Victims Risk Their Reputations When They Come Forward
Whether we want to admit it or not, the things people who are brave enough to share on the workplace abuse they experienced or the fraud in the companies face is what keeps so many silent. They are humiliated, shunned and even harassed. In the case of sexual harassment, people tend to blame the victim and try to discredit them by any means necessary. This means that before the perpetrator can even face justice, the victim or witness is put through the ringer for just telling the truth. It’s so important than the men and woman who come forward in order to have protection and support of people around them. According to JF Melton Law, “Whistleblowers take great risks, so getting a reward for that risk is key. It is imperative that they have whistleblower protection to ensure a) the largest reward possible is given and b) the whistleblower is protected under the law.”
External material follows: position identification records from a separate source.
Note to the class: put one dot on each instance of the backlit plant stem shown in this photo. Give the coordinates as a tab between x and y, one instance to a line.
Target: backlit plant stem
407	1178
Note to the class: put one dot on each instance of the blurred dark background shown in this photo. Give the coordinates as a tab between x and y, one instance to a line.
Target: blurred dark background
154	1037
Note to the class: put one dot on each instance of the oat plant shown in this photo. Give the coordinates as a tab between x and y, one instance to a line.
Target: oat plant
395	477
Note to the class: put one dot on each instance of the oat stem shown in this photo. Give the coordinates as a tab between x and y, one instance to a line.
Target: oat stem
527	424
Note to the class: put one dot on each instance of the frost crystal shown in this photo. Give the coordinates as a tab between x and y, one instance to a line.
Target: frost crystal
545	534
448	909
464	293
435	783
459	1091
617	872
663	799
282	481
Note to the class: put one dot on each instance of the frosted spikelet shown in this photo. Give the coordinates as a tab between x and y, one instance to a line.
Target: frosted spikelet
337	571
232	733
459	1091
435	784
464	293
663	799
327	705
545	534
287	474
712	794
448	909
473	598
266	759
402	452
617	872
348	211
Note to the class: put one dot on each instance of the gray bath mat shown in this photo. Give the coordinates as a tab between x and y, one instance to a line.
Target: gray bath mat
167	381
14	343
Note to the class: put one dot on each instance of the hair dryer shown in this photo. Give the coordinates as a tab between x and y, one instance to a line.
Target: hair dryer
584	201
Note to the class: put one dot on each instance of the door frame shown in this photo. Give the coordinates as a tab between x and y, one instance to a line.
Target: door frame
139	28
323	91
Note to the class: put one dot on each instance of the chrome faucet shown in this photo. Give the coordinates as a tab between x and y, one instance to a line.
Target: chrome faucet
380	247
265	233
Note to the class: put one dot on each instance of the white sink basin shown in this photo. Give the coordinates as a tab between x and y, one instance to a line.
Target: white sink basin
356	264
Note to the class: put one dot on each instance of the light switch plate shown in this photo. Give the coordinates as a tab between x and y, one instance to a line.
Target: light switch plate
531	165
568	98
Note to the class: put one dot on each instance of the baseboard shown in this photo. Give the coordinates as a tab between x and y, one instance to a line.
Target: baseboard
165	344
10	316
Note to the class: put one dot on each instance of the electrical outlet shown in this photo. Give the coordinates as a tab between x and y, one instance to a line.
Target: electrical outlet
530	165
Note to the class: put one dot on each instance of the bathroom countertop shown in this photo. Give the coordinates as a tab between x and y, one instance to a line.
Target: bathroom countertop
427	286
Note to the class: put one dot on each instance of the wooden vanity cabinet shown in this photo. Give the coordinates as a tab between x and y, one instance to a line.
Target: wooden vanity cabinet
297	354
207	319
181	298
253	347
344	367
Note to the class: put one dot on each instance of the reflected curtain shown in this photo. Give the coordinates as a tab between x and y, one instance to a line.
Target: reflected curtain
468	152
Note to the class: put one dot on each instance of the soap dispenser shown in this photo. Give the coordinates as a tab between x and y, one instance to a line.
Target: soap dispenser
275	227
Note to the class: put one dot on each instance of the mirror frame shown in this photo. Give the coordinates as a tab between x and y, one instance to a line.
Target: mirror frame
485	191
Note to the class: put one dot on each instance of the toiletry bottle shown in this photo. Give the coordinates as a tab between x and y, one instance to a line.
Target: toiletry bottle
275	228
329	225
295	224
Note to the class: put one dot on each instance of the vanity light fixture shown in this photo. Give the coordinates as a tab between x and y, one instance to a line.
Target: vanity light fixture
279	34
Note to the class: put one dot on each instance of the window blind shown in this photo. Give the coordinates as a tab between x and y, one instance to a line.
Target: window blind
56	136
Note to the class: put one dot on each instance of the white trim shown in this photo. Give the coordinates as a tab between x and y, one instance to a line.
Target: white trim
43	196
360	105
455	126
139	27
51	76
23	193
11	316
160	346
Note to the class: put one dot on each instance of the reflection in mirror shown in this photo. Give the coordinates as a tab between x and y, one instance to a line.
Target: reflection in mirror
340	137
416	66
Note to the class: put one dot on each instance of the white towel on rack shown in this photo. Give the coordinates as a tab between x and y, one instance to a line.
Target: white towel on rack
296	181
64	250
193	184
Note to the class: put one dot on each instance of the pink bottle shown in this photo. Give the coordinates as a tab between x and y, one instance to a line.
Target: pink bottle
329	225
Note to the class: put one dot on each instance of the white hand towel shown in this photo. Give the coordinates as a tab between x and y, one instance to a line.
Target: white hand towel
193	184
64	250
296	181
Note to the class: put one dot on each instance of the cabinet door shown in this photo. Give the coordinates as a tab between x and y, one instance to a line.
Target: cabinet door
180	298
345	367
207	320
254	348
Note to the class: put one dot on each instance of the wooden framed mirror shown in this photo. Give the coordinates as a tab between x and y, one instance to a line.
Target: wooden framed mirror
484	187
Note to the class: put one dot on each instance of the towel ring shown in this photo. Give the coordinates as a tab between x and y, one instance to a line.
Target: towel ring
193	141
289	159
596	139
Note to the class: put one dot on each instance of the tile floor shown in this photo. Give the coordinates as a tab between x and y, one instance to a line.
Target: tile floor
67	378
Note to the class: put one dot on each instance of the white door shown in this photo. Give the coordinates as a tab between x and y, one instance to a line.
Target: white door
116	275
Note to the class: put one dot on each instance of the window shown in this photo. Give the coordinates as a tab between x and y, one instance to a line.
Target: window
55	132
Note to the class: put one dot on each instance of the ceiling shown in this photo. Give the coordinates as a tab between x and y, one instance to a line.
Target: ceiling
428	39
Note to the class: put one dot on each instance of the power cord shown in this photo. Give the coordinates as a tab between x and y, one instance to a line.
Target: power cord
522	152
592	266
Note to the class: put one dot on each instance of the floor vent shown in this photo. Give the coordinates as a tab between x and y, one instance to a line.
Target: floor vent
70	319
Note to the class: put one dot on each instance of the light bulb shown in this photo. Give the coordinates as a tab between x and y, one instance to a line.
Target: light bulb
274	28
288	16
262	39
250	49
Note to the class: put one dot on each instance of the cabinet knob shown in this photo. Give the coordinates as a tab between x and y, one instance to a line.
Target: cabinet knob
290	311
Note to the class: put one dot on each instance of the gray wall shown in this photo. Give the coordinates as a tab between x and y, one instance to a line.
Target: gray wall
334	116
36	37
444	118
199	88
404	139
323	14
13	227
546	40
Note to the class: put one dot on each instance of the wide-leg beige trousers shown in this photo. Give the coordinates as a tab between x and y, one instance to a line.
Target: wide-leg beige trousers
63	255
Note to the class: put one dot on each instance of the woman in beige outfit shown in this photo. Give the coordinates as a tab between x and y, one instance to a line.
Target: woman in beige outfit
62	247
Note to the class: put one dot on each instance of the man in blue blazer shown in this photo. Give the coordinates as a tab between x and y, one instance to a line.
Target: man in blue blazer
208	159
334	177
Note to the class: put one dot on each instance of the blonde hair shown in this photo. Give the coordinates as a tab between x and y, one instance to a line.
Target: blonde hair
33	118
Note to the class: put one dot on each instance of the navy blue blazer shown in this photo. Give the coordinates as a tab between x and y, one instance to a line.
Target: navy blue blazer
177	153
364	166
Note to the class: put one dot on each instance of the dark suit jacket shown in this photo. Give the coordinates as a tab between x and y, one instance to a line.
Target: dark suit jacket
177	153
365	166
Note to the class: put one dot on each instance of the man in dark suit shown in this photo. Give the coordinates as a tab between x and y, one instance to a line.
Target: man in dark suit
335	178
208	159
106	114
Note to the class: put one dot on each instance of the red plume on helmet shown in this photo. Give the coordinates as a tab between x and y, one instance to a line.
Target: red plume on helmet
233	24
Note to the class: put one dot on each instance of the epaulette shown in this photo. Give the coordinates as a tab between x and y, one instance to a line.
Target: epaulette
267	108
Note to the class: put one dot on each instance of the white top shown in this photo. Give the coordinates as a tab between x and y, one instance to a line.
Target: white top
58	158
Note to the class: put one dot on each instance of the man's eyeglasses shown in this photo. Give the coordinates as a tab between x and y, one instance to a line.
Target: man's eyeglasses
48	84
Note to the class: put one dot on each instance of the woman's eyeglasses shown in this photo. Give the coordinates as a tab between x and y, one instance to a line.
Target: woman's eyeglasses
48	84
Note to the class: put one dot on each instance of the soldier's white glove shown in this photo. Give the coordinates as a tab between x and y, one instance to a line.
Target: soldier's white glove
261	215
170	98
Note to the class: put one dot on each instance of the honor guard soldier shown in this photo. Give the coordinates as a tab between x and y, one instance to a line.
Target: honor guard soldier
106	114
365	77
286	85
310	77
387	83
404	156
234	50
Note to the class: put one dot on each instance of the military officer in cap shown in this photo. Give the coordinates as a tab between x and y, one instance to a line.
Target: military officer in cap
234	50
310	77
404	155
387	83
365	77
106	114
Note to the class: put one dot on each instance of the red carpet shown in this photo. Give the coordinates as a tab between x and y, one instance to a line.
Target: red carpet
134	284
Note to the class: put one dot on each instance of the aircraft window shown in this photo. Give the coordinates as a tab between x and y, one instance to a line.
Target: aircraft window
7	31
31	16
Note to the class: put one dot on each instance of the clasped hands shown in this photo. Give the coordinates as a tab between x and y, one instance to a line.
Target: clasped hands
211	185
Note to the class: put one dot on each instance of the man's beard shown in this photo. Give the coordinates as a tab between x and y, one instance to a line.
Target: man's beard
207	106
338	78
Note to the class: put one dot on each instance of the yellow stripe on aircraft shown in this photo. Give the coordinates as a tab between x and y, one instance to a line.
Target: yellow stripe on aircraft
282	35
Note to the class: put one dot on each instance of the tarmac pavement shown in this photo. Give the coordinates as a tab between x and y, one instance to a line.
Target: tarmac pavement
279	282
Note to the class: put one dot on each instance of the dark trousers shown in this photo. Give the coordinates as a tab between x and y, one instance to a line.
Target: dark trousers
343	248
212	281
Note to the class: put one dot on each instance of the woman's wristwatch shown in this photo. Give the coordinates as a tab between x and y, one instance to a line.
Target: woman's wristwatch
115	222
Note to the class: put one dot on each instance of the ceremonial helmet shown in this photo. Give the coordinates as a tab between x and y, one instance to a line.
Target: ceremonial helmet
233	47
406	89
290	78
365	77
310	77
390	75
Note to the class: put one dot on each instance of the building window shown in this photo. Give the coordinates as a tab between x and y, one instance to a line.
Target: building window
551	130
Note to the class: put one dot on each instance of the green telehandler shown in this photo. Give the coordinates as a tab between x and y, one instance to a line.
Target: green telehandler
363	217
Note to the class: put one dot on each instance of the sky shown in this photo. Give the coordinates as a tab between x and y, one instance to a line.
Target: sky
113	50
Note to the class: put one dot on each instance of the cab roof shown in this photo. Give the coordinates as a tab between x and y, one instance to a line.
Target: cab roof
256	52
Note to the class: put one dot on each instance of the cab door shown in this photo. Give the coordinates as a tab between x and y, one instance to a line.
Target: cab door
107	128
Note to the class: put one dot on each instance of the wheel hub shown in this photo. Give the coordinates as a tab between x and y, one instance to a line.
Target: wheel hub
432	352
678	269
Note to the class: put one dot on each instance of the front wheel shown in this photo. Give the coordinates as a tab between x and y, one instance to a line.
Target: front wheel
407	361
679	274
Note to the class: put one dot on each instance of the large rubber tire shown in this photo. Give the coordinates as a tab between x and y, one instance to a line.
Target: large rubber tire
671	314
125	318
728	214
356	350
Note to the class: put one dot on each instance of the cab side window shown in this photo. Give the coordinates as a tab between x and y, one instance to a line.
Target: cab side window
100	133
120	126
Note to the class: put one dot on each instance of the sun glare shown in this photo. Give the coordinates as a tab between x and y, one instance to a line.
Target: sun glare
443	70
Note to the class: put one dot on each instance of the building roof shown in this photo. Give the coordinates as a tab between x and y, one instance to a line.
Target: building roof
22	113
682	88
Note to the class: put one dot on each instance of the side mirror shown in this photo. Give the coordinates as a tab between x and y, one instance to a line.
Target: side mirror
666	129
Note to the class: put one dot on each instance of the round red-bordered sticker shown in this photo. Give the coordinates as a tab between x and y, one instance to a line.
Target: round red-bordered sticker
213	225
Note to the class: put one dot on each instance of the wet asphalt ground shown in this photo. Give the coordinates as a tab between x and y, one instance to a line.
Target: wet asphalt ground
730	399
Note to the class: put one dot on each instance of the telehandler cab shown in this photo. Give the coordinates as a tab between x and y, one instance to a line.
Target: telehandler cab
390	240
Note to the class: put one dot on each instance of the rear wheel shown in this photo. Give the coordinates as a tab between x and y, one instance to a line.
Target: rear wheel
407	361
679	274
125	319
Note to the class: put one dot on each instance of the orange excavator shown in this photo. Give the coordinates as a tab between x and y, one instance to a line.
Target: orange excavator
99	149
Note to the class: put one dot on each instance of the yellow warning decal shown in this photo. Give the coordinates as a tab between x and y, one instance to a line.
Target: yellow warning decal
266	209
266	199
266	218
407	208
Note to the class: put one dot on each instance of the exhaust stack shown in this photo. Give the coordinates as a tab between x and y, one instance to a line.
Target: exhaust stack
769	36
When Power Goes Unchecked, Bad Things Happen
The one thing stories like Harvey Weinstein, Matt Lauer and R. Kelly all have in common is abusers being able to get away with what they do for decades. Because these people rise to the upper echelons of society, people often turn a blind eye to their deeds, or the ones that see are threatened into silence. These unfortunately repeats the cycle of abuse, and emboldens the abuser. We have to be able to ask questions of the men and women we put up on pedestals, and take them to task when they do something wrong. If we repeatedly turn a blind eye, all that does is make them feel invincible and double down on the abuse.
We Have to Separate Talent From Character
If there’s anything we need to learn as a society it’s that an artistic genius or talented person can still be an abuser, and no matter how talented they are, they don’t deserve the benefit of the doubt. In fact, the men and women we look up to as role models have to hold themselves to a higher standard. They should be examples of respect, good character and integrity, not people we let get away with anything and everything. If they decide to display horrible behavior, harassing people and destroying their lives, we as a society have to speak out against that and stop putting money in their pockets. We need to stop treating famous and powerful people as gods who can move through society with no accountability or responsibility for their negative actions.
We Need to Have More Conversations
Whether it’s at work, at universities or even in the privacy of our own homes, we have to have conversations about harassment and abuses of power. Many victims struggle to come forward because they either think they did something to ask for the abuse, or they don’t think what happened to them was an abuse of power. If we were to have more open conversation about the spectrum of abuse and how it manifests in behavior, we could raise the standards of how we treat each other. We would make it so much easier for victims to use their voices. In a lot of companies, employees have had to discuss what sexual harassment looks like and this awareness actually makes the workplace safer. We need to extend that to the whole society.
The #MeToo movement lifted the lid on so many abuses and though it wasn’t always perfect, it forced us to start having the necessary conversations that make our world safer for everyone else. When we work for companies, our safety is their responsibility, and just as our employers expect want to be sure that we have integrity when they hire us, we expect the same from them. We expect to be safe from abuse and harassment, to be treated with respect at all the time, and for any incidents of abuse to be dealt with accordingly, not swept under the rug.